Looking Ahead: Machine Learning and Pseudorandomness

by Luca Trevisan

Foundations of Machine LearningPseudorandomness

In the coming spring semester, the Simons Institute will host a program on the Foundations of Machine Learning, and a program on Pseudorandomness.

The recent success of machine learning techniques in a variety of application domains, from image recognition to natural language processing, has been outstanding, but a rigorous understanding of the algorithms and techniques involved in these breakthroughs remains to be fully articulated.

The program on Foundations of Machine Learning, organized by Sanjeev Arora, Nina Balcan, Peter Bartlett, Sanjoy Dasgupta, Sham Kakade and Santosh Vempala, will bring together theoreticians and practitioners with the goal of furthering our understanding of models and algorithms involved in machine learning.

One area of interest for the program, and the subject of the first workshop, is interactive learning, a machine learning paradigm in which the learner is not just given a set of labeled data to learn from, but instead, interacts with a domain expert. This modality of learning includes the well-studied model of active learning, in which the learning algorithm generates data and asks for labels, as well as emerging areas such as explanation-based learning and crowdsourcing.

Another area of interest is representation learning, in which one is interested in algorithms that discover salient features and structure in the data, and in good ways to encode such features and structure. Autoencoders based on deep networks, and representations of words as points in a high-dimensional space used in NLP, are two examples of empirically successful applications of representation learning for which we are lacking a rigorous explanation. The second workshop of the program will be devoted to representation learning.

A third challenge for the program is to bridge the gap between empirical results and rigorous analysis in the design of algorithms for machine learning applications. Optimization algorithms used to train machine-learning models, algorithms to reason statistically about data, as well as clustering algorithms often vastly outperform their worst-case analysis. Such algorithms are known to provably work well in certain restricted models, but those rigorous results do not explain the results seen in practice, because those restricted models often fail to model features of data sets on which algorithms empirically work well.

The theory of pseudorandomness is concerned with objects that have many of the interesting properties of random objects, even though they either have a deterministic description, or can be generated using much less randomness than would be required to generate truly random objects. The program on Pseudorandomness, organized by Jacob Fox, Ben Green, Russell Impagliazzo, David Zuckerman, Julia Wolf and me, is coming at a time of significant breakthroughs in the construction of pseudorandom objects, especially randomness extractors and expander graphs, and of developing connections between notions of pseudorandomness developed in analytic number theory and additive combinatorics, and notions of pseudorandomness developed in theoretical computer science.

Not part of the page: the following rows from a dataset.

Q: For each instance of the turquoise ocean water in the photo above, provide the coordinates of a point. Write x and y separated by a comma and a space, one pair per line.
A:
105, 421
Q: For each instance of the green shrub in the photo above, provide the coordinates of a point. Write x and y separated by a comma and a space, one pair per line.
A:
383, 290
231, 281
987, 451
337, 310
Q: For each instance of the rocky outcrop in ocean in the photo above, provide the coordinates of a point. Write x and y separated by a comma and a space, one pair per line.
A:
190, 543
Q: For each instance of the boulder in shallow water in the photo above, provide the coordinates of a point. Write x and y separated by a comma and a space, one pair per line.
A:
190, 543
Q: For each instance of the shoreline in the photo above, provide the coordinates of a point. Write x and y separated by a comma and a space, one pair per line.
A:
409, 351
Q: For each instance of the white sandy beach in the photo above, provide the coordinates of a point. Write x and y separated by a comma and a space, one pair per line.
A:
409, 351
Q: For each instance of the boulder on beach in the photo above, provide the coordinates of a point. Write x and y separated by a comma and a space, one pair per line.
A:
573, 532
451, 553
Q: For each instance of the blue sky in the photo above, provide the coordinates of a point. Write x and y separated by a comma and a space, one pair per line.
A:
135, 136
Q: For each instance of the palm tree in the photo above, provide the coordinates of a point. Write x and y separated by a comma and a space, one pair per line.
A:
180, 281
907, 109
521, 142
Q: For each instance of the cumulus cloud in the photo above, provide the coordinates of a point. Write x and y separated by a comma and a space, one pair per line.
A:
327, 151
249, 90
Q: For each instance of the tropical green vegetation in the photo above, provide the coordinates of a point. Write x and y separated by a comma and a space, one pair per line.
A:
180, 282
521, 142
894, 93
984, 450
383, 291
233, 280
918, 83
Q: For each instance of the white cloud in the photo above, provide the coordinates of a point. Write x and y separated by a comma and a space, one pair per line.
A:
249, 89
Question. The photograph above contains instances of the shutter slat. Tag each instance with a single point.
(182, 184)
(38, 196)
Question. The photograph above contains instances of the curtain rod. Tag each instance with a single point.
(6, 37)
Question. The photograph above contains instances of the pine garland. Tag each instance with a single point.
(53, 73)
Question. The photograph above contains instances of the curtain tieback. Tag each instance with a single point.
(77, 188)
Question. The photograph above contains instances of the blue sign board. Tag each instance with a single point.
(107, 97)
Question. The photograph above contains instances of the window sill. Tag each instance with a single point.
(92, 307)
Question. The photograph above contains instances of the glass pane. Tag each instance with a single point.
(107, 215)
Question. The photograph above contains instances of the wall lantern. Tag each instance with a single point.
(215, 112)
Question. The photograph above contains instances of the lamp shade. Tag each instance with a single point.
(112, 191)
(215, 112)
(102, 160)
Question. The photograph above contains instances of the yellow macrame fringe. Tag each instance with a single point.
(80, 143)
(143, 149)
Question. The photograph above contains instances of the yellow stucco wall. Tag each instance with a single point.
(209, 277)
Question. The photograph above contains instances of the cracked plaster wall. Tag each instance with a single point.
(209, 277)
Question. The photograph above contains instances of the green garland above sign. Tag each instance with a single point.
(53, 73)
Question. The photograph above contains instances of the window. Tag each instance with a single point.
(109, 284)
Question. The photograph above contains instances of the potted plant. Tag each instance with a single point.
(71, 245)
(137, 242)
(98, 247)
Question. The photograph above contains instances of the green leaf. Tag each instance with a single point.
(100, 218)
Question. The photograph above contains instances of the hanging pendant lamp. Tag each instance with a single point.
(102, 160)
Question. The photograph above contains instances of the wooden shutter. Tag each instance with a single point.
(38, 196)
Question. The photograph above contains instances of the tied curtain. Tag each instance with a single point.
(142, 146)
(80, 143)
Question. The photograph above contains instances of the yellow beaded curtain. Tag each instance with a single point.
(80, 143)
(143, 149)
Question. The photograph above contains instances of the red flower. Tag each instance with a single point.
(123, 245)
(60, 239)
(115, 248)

In number theory, one is interested in properties that the set of prime numbers has in common with a randomly generated set of integers of the same density: probabilistic models of the primes have motivated and supported a number of conjectures about patterns in the primes, many of them still open, and have inspired proof techniques that rigorously capture the “random-like” properties of the primes, most recently by understanding the Gowers norms of functions related to the indicator function of the primes.

In combinatorics, one is interested in expander graphs, which are sparse graphs with several of the useful properties of random sparse graphs. In theoretical computer science and cryptography, there is interest in constructing randomness extractors, which are procedures that convert a sample from an unknown random source of unknown entropy into a stream of unbiased random bits; a few variants of randomness extractors are of interest, and, depending on their type, randomness extractors solve the privacy amplification problem in cryptography, and can be used to construct Ramsey graphs and graphs with very strong pseudorandomness properties.

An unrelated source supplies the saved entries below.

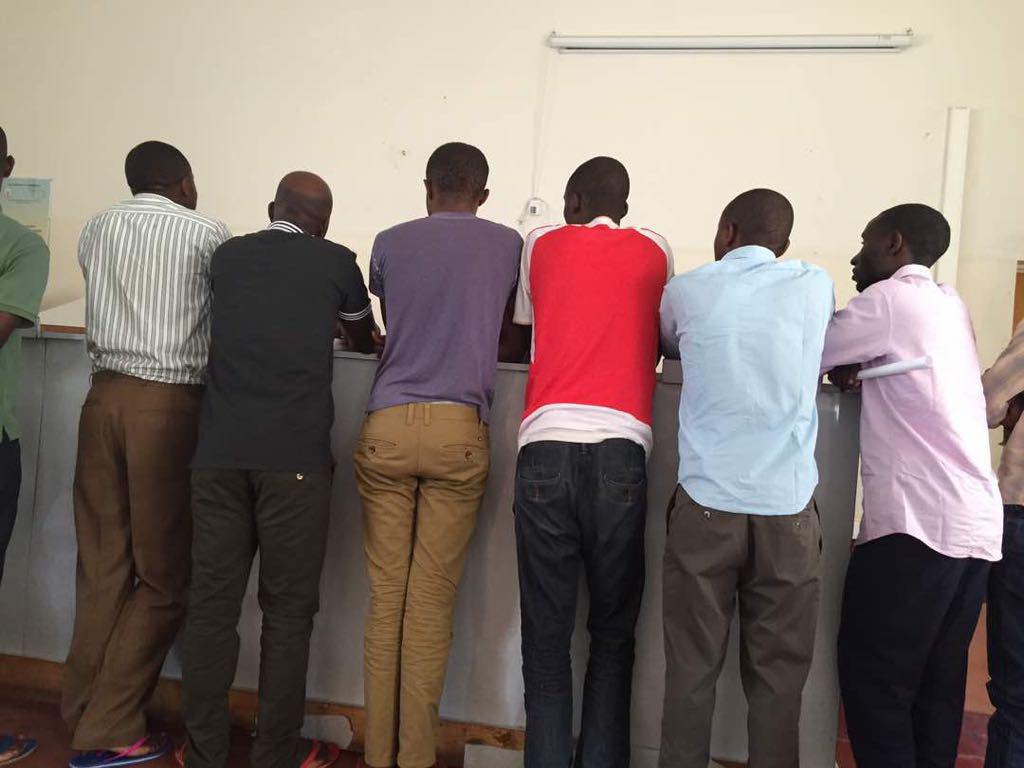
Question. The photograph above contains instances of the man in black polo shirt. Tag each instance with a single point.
(261, 475)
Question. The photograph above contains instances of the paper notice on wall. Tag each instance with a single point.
(28, 202)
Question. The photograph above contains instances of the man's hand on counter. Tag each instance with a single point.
(845, 377)
(1014, 410)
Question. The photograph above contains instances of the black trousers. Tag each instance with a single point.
(10, 486)
(580, 508)
(908, 616)
(236, 512)
(1006, 646)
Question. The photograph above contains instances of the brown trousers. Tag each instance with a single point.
(421, 471)
(772, 563)
(133, 524)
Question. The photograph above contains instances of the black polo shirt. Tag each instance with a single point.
(276, 296)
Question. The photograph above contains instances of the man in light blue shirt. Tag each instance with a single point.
(749, 331)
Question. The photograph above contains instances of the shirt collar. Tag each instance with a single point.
(286, 226)
(912, 270)
(155, 198)
(752, 253)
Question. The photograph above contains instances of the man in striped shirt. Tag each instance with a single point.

Of common interest to combinatorics, number theory and theoretical computer science are results exploiting the structure-versus-randomness dichotomy, a phenomenon that can be rigorously quantified, according to which arbitrary objects can be approximated by a structured combination of pseudorandom components. The Green-Tao theorem that the primes contain arbitrarily long arithmetic progressions, Szemerédi’s regularity lemma and its applications to combinatorics, property testing, and graph limits, and properties of the notion of pseudoentropy, with applications to cryptography, are all part of this broad agenda.

Pseudorandom generators with rigorous guarantees are a fundamental tool both in cryptography and in complexity theory. In complexity theory, they are at the heart of the theory of derandomization, which is concerned with whether all randomized algorithms can be efficiently simulated deterministically.

The Pseudorandomness program will bring to the Simons Institute an unusual combination of pure mathematicians and theoretical computer scientists, and it will happen as the same time as a program on analytic number theory at neighboring MSRI, which will bring to Berkeley several other number theorists with related interests. The program will be an opportunity for the experts in residence to digest recent breakthroughs in the construction of randomness extractors and in existence proofs of expander graphs. The program will be an opportunity to push toward improved pseudorandom generators for space-bounded algorithms, a problem that has been open for more than 25 years and is a core open question in complexity theory. Finally, the program will be an opportunity for theoretical computer scientists and pure mathematicians to learn from each other about the latest development of randomness versus structure type of results in cryptography and additive combinatorics.